In the United States, revenue recognition issues resulted in 10% of reported restatements in 2010 and the United Kingdom’s accounting regulator has challenged several companies’ revenue recognition policies and disclosures.
Underlying the global findings, there are some significant regional variations. Support for change was notably low in the U.S. (30% believe that improvement is needed and 72% believe it will lead to increased complexity), the U.K. (33% believe improvement is needed and 44% believe it will lead to increased complexity), and South Africa (32% believe that improvement is needed and 64% believe it will lead to increased complexity).
Support was greatest in India (59% believe improvement is needed), the ASEAN countries (56% believe that improvement is needed) and Latin America (48% believe that improvement is needed).
Only 35% were aware of the upcoming revenue recognition changes, findings consistent with the recent
Grant Thornton commissioned lease accounting global survey, which found only 45% aware of the pending changes in reporting leases.
“Revenue is a key performance measure for every business and a single, global accounting standard in this area is critical," says Ed Nusbaum, CEO of Grant Thornton International. “Although some argue that the current standards aren’t broken, we do think there are serious problems."
According to Nusbaum, the two main IASB standards are based on different principles and lack guidance in important areas such as multiple element arrangements. The U.S. literature suffers from the opposite problem of excessive guidance - much of which is specific to particular industries.
The regional variations in attitude to the Boards’ proposals are no doubt affected by these different starting points.

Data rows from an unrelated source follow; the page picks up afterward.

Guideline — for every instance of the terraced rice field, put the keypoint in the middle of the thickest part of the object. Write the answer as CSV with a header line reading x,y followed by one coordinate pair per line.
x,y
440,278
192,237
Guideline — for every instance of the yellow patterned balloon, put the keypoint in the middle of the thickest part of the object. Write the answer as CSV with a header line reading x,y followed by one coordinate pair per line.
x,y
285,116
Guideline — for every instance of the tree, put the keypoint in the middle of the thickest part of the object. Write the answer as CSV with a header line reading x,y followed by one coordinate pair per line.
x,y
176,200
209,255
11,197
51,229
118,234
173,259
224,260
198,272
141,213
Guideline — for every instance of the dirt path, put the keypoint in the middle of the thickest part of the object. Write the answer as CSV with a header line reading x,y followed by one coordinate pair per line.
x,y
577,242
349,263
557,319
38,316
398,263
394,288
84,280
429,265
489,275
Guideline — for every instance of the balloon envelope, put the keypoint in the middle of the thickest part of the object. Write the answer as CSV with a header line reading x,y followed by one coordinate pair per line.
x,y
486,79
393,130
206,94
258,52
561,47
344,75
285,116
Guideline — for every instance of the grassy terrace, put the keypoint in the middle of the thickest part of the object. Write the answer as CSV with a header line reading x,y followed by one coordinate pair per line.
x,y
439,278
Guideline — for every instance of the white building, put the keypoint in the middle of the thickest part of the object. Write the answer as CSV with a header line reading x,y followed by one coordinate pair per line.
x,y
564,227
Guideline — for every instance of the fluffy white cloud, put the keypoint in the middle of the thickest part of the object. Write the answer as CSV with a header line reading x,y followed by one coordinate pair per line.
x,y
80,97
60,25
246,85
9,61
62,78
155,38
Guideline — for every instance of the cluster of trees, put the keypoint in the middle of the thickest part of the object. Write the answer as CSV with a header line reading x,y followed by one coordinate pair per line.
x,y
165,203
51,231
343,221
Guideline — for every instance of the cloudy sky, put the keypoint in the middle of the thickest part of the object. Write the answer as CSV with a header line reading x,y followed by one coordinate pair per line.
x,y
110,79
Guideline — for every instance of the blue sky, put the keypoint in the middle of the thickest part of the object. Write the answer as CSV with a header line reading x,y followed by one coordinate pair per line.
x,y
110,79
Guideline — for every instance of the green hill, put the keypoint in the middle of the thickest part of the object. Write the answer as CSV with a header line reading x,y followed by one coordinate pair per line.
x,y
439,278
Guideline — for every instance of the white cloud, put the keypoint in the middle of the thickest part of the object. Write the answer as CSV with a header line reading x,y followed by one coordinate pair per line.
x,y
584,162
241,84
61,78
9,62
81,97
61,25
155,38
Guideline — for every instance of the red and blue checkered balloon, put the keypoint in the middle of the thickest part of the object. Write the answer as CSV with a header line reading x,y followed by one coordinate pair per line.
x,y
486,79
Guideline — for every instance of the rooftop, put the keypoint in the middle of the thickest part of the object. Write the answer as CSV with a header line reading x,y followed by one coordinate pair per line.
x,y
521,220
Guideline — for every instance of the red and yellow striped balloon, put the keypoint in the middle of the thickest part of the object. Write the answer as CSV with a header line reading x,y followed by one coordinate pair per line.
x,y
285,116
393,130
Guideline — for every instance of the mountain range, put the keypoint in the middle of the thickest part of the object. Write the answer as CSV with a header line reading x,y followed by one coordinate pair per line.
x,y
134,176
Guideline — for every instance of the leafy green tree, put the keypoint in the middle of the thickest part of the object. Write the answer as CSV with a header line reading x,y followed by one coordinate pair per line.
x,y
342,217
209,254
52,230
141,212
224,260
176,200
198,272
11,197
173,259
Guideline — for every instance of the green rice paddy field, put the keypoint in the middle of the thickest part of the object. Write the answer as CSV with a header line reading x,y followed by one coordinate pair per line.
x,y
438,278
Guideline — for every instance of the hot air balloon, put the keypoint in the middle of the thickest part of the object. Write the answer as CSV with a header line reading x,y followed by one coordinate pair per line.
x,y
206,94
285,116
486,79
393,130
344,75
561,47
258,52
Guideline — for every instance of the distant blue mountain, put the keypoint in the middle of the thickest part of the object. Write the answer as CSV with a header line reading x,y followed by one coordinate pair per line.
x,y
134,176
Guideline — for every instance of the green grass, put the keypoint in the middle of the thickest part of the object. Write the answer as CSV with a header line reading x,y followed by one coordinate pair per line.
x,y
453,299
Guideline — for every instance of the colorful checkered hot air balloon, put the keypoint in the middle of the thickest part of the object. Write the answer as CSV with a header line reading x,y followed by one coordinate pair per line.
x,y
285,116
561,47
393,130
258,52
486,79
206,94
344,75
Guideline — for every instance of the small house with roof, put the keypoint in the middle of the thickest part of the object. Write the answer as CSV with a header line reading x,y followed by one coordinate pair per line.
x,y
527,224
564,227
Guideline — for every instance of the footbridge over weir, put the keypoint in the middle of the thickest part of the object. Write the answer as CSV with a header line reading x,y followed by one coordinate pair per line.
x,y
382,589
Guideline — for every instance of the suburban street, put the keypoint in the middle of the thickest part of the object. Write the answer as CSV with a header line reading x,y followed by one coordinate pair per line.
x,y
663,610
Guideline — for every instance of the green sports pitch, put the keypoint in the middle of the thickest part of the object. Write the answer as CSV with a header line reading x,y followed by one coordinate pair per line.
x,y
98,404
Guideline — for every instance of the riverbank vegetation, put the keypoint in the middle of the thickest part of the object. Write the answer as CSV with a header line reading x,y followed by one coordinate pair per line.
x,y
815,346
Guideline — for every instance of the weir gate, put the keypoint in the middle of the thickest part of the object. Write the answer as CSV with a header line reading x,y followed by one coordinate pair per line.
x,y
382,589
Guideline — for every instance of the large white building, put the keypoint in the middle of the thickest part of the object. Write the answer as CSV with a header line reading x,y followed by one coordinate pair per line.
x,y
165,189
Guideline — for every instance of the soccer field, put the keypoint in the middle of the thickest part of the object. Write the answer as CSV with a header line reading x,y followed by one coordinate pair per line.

“There is understandable concern about increased cost and complexity, but we believe that the IASB and FASB are moving in the right direction, and we’re pleased they’re moving together. The decision to re-expose is also very positive.”
The IASB and FASB have amended their proposals to simplify application and reduce unnecessary disruption to established accounting practices.
For example, the latest exposure draft is expected to result in most construction and services sector businesses continuing to recognise revenue as they perform under a contract, much more in line with current practice. The Boards have added practical expedients to simplify application in some areas, including contracts with embedded financing and onerous obligations.